Clinical indications to EMB have been based on empirical decisions and expert opinions, often heterogeneous worldwide and dynamic over time, mostly due to the invasive nature of this technique and the lack of specific clinical trials and guidelines (Table 2). Previously published international Scientific Statements [10, 11] did not result in a standardized use of EMB in clinical practice.
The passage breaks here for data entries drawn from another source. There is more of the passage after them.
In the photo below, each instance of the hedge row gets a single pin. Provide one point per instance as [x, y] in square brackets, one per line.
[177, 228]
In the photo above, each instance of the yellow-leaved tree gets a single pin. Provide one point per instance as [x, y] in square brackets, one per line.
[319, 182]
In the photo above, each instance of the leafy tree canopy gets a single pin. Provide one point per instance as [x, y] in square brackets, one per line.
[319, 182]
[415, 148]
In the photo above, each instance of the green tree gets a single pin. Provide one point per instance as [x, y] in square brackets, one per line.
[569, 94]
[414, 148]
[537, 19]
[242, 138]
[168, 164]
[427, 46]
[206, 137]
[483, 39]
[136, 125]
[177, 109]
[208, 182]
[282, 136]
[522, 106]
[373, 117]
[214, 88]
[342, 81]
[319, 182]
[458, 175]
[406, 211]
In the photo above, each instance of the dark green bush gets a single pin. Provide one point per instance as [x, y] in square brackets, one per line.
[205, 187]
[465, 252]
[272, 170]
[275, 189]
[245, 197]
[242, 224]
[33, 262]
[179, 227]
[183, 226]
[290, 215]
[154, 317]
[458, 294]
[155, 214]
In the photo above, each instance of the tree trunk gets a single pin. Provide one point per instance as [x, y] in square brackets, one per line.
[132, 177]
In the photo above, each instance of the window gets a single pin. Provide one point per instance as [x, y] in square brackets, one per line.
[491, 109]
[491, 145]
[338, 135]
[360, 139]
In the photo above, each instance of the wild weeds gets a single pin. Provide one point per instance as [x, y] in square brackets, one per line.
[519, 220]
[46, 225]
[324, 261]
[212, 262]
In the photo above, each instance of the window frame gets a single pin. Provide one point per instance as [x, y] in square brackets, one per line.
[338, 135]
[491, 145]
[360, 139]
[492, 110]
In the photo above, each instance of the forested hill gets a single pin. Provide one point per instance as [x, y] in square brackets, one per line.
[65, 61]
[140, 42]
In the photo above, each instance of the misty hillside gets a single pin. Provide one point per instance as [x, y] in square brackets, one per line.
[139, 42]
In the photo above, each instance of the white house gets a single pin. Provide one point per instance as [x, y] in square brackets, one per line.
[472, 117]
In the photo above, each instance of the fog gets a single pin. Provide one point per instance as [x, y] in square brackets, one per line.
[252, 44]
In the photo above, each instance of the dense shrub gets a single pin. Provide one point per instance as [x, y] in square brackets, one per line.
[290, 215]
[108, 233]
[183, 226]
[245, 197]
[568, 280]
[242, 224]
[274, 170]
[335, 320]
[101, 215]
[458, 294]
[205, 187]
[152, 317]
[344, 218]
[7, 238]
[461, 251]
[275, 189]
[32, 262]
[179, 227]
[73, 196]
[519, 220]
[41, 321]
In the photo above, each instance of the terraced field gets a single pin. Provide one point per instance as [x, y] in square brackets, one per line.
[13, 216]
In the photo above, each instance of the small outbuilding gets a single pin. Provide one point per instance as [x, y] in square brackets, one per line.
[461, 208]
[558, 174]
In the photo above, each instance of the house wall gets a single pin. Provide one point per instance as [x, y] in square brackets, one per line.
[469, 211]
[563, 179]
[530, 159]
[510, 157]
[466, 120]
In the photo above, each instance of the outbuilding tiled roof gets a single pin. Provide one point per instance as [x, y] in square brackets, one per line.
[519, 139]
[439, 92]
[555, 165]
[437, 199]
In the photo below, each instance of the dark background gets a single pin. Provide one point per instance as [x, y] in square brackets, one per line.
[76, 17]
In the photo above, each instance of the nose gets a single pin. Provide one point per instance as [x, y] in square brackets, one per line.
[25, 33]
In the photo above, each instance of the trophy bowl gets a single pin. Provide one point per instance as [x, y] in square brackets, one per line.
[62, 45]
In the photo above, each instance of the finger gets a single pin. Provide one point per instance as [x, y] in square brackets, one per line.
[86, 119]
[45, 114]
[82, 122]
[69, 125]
Currently, in the latest guidelines on the diagnosis and treatment of HF from the European Society of Cardiology (ESC), EMB is indicated with a class IIa recommendation in the context of rapidly progressive HF despite standard therapy, when there is a probability of a specific diagnosis requiring specific treatments, which can be confirmed only in myocardial samples [25].

Furthermore, the recent position Statement by Seferovic et al. [9] identified with a standardized approach 9 specific clinical scenarios in which EMB should be considered to reach the final diagnosis and to guide decision-making (Table 4).

It should be always considered that EMB is an invasive procedure to be used after careful consideration of risks and benefits [24]. EMB has some limitations [2] : (a) its accuracy is not 100% and inconclusive results are possible in clinical practice, (b) it is associated with a modest, but still relevant, risk of potential major procedural complications, (c) the presence of mild myocardial histological changes is not always clinically relevant and does not address a specific therapeutic approach, and (d) it requires cardiac pathologists with experience in the interpretation of histological findings. Finally, some absolute contraindications to EMB should be considered such as the presence of intracardiac thrombus, ventricular aneurysm, severe tricuspid, pulmonary or aortic stenosis and tricuspid or aortic prosthesis [9].

A careful candidate selection with a stepwise and comprehensive approach is recommended in challenging scenarios (Table 5). Of note, this approach to EMB indication is supported by the 2021 guidelines for the diagnosis and treatment of acute and chronic HF from the ESC [25].

Although a consensus exists about the clinical indications to EMB, this exam gains particular relevance (a) in acute cardiac syndromes, refractory to standard therapies, (b) when non-invasive assessment is not feasible (i.e. CMR not feasible because of frequent arrhythmias, etc..) or yields inconclusive results, (c) for surveillance indications (i.e. reject after HTx) and (d) in selected cases of chronic hemodynamically stable patients with inconclusive non-invasive tests and suspicion of inflammatory disease (i.e. persistently or relapsing increased serum troponin values, ventricular arrhythmias, development of severe LV dysfunction) or underlying cardiomyopathies (i.e. HCM “phenocopies”) (Fig. 3).

Of note, EMB should be performed in centres with specific expertise in evaluating patients with cardiomyopathies and interpreting the immunohistopathological and bio-molecular histological findings. In this perspective, the organization of a “hub-spoke” network should be fully supported in the near future. This approach would allow an accurate selection of best candidates to EMB after consideration of the risk–benefit balance, avoiding taking unnecessary procedural risks. CMR findings such as LGE or increased T values/ECV, the analysis of the genetic background [43] and knowledge of the disease-specific mechanisms of cardiac injury [44] are promising fields of future investigation to refine patients selection.